Danville Amateur Radio Society and Lynchburg Amateur Radio Club Inc. in
a joint venture are doing a Special Event Station on September 27 using call
N4W on 7297 14297 khz ssb and 7097 and 14097 khz on CW. QSL via W4DF More
later.
A little history of the Old 97.
Train numbers are assigned numbers to scheduled operations, like airline flight
numbers.
Simply, trains were (and still are) a scheduled run from
one point to another with some kind of regular frequency.
Southern Railway train number 97 was a mail train run from
Washington to Atlanta.
The locomotive and cars are assigned to this train out of
a motive power and rolling stock pool.
So, the Engine number has nothing to do with the train number.
A few railroads would place placard on the engine designating
what train that engine is pulling, but to my knowledge, Southern Railway did
not use this.
The engine that just happened to be pulling train 97 that
day was locomotive #1102, a 4-6-0 engine built by Baldwin Locomotive works
in Philadelphia. #1102 rolled out of the factory less than a year before the
wreck.
Now what a 4-6-0 means is there are 4 small un-powered wheels
up front, then 6 powered driving wheels under the locomotive boiler, and no
trailing un-powered wheels.
The term for this style wheel arrangement is a ten wheeler.
The hundreds, if not thousands during the later part of
the ninetenth century and the first decade of the twentieth built this type
of engine.
The train consisted of a baggage car two mail handling cars
and an express car.
Southern Railway was contracted by the government to run
mail trains for the US Mail.
The railway was obliged to pay a penalty if these trains
were late, giving Southern the incentive to run them fast.
Also Southern operated a fast express service, like today's
FEDEX or UPS, giving the reason for the express car on the end.
There were no cabooses on these trains.
All the men aboard were either Southern Railway or US Postal
employees.
The postal employees sorted mail in the cars while in route.

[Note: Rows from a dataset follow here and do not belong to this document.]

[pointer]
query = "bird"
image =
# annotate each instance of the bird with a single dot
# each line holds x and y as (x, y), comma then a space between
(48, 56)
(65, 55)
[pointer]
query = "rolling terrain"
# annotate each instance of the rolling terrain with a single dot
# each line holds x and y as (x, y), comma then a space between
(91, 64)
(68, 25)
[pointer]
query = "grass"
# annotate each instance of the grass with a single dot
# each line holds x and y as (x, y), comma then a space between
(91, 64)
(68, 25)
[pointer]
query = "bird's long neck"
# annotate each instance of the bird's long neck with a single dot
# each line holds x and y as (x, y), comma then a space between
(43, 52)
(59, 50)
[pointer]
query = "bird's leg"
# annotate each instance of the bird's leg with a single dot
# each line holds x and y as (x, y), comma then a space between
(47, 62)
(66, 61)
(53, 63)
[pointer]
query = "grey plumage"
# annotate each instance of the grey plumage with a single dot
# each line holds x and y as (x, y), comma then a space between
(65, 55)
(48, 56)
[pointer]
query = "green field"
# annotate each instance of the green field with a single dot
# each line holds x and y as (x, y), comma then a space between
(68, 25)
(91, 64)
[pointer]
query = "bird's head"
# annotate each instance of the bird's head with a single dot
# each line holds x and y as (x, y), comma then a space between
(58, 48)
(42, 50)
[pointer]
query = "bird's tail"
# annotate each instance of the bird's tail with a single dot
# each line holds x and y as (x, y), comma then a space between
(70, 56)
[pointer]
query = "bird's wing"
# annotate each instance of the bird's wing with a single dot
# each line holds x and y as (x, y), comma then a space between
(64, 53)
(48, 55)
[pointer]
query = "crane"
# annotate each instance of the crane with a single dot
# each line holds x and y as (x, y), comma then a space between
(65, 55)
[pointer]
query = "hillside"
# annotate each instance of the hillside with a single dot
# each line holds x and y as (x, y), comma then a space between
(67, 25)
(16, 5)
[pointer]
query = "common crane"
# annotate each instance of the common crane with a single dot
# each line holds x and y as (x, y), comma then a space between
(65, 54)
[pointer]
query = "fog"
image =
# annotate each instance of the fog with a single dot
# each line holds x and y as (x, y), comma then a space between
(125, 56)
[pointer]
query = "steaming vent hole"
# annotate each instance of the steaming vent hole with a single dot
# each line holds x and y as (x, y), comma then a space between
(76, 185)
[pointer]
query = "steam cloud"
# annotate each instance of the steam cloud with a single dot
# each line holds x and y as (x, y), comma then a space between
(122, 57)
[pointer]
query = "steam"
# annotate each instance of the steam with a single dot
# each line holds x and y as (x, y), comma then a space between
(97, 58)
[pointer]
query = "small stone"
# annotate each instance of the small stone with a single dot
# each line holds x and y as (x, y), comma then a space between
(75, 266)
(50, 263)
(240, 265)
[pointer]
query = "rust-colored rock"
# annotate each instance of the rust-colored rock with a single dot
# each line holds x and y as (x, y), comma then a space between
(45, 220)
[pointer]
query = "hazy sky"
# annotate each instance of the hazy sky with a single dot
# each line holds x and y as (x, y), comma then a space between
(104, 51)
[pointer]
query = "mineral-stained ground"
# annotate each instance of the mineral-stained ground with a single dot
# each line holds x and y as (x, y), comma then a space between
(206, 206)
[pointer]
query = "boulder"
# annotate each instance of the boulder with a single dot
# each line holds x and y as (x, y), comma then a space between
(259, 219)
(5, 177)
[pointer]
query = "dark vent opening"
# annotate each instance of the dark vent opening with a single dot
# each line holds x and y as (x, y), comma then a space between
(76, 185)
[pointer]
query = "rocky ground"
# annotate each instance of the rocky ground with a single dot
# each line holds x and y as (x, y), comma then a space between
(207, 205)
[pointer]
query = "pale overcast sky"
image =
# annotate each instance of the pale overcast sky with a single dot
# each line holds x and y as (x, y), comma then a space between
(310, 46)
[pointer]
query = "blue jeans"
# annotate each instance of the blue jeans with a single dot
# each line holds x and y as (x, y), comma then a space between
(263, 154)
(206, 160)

After the wreck, postal employees quickly gathered and took
charge of what mail that was not destroyed.
Also, engine #1102 was salvaged, repaired, and served Southern
for 27 more years, before it was scrapped.
The circumstances that caused the wreck would be a whole
another story.
The contract with the government that Southern ran train
#97 for expired in 1907, so Southern discontinued running this train.